We were breathing heavily, and the world was spinning, but when I saw him lean in for another kiss, I put my hands on his chest and gently pushed him away. He stopped immediately, but didn't completely let go of me.

"I can't Maddox, we can't." I muttered breathlessly, barely aware of what I was actually saying.

"Why not?" His voice was stubborn, defiant, demanding an answer; an answer I didn't actually have.

I took a deep sigh and pulled away from him completely, "I-I can't think like this."

"So, don't think." His answer was so simple it made me groan in despair. If only it was that easy for me.

"Maddox, I can't. I-I...." I said again and buried my face in my hands.

When I spoke, he moved farther away from me, giving me space. Then he gently pat my head a few times and sighed.

"I'm sorry.

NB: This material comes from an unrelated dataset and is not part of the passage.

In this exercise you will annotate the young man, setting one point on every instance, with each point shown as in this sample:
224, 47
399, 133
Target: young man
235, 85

I know I said I'd give you time but when you started avoiding me I just, well, clearly didn't handle it well." He scratched the back of his head, a sorrowful expression on his face.

Instantly, conflicting emotions swirled through me, and I felt bad for avoiding him in the first place instead of talking like two human beings should. I didn't want him to ever make that kind of face, and I hated the fact that I was the one making him look like that.

Just as I'd started lifting one shaky hand to reach for him, he closed his eyes, and turned away. "I'm really sorry, I'll go cool off," he choked out, pain evident in his voice. He took a few quick steps and within seconds he was in his room.

I leaned against the wall for a few moments, trying to catch my breath, "Damn it." I hated myself with a fiery passion.

********

When I woke up, groggy from lack of sleep, the first thing I did - just like on most mornings - was to check my email. Only this time, unlike other mornings, there actually was a message waiting for me in my school email's inbox.

Frowning, I opened the message, and my eyes widened as I read through the content.

They were looking for volunteers that would help out at hospitals with testing. Apparently a lot of medical personnel, particularly nurses, had gotten sick themselves and they were heavily understaffed. In return, students were promised credits and priority at the hospital we'd volunteer in once we can apply for an internship after medical school.

I bit down on my lip, pondering over what I should do for a while. Being in a hospital during a pandemic was obviously risky — not to mention the fact that they were only looking for volunteers because the staff had been infected.